Diese unterschiedliche Struktur der Rechtsbeziehungen (Arbeits- zu Versorgungsverhältnis) verbietet es, den Rechtsgedanken der gegenläufigen betrieblichen Übung auf das Versorgungsverhältnis im Betriebsrentenrecht zu übertragen.
Fazit:
Eine vorbehaltlos begründete betriebliche Übung kann der Arbeitgeber einseitig nicht wieder aufheben. Will er vermeiden, dass aus der Stetigkeit seines Verhaltens eine in die Zukunft wirkende Bindung entsteht, muss er den einschränkenden Vorbehalt von vornherein klar und deutlich zum Ausdruck bringen.
Anja Sprick, Rechtsanwältin bei Longial Das Bundesarbeitsgericht hat in einem Urteil vom 20.04.2010 (Az. 3 AZR 509/08) entschieden, dass eine Versorgungszusage den Anspruch auf die Witwen-/Witwerversorgung davon abhängig machen kann, ob die Ehe vor dem (vorzeitigen) Ausscheiden aus dem Arbeitsverhältnis geschlossen wurde.
Die Versorgungsordnung sah vor, dass keine Hinterbliebenenversorgung gewährt wird, wenn der Arbeitnehmer, wie im vorliegenden Fall passiert, mit unverfallbaren Anwartschaften aus dem Unternehmen ausscheidet und erst nach diesem Ausscheiden heiratet.
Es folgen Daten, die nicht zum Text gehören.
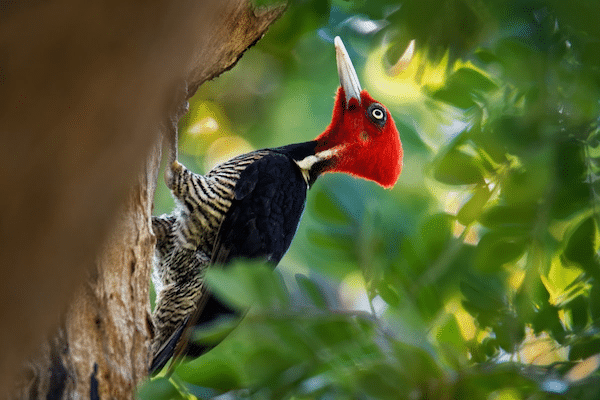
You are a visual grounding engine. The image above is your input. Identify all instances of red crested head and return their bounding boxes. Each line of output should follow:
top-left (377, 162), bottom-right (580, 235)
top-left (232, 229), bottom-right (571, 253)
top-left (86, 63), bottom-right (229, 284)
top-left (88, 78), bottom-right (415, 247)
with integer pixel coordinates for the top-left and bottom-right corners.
top-left (315, 37), bottom-right (403, 188)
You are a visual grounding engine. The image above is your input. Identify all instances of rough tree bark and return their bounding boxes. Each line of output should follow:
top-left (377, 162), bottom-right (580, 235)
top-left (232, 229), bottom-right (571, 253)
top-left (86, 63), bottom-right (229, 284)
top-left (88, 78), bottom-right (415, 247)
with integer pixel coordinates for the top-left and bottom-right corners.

Die Witwe klagte nunmehr auf Zahlung einer Witwenrente.
Das Bundesarbeitsgericht sah in einer solchen Regelung wie in der vorliegenden Versorgungsordnung keinen Verstoß gegen das Allgemeine Gleichbehandlungsgesetz und europäische Vorschriften. Es liege keine Diskriminierung aufgrund des Alters oder des Geschlechtes vor. Das Bundesarbeitsgericht führt hierzu aus, dass der Arbeitgeber frei in der Entscheidung sei, ob er überhaupt eine Hinterbliebenenversorgung einrichte. Daher sei er auch grundsätzlich berechtigt, die Hinterbliebenenversorgung von zusätzlichen Voraussetzungen abhängig zu machen. Gerade im Bereich der Hinterbliebenenversorgung habe der Arbeitgeber ein berechtigtes Interesse daran, die Versorgung zu begrenzen, um die zusätzlichen Risiken zum Beispiel Zeitpunkt des Leistungsfalles und Dauer der Leistungserbringung besser kalkulierbar zu machen.
Der Arbeitgeber darf die von ihm freiwillig eingeführte Hinterbliebenenversorgung auf einen Personenkreis beschränken, dessen Versorgungsbedarf durch eine Eheschließung bereits während des Arbeitsverhältnisses angelegt war. Das Ende des Arbeitsverhältnisses stelle für den Arbeitgeber eine wesentliche Zäsur dar und sei damit ein sachgerechtes Abgrenzungskriterium für die Gewährung einer Hinterbliebenenversorgung.
Durch die angegriffene Regelung der Versorgungsordnung wird nach Ansicht des Bundesarbeitsgerichts auch nicht der Schutz der Ehe nach dem Grundgesetz eingeschränkt. Denn das Ausbleiben eines durch die Heirat erhofften Vorteils ist kein rechtlicher Nachteil.
Fazit:
Für Arbeitgeber, deren Versorgungsordnung eine wie oben beschriebene Bestimmung enthält, besteht nach dem Urteil Rechtssicherheit, dass diese Klausel rechtmäßig ist. Arbeitgeber, deren Versorgungszusage keine vergleichbare Bestimmung für die Hinterbliebenenversorgung enthält, könnten darüber nachdenken, eine solche Beschränkung zumindest für die noch aktiven Arbeitnehmer einzuführen. Das gilt insbesondere in Fällen, in denen der Todesfall nicht durch eine Rückdeckungsversicherung abgesichert ist. Damit werden die Risiken der Hinterbliebenenversorgung und die Dauer der Leistungserbringung besser kalkulierbar.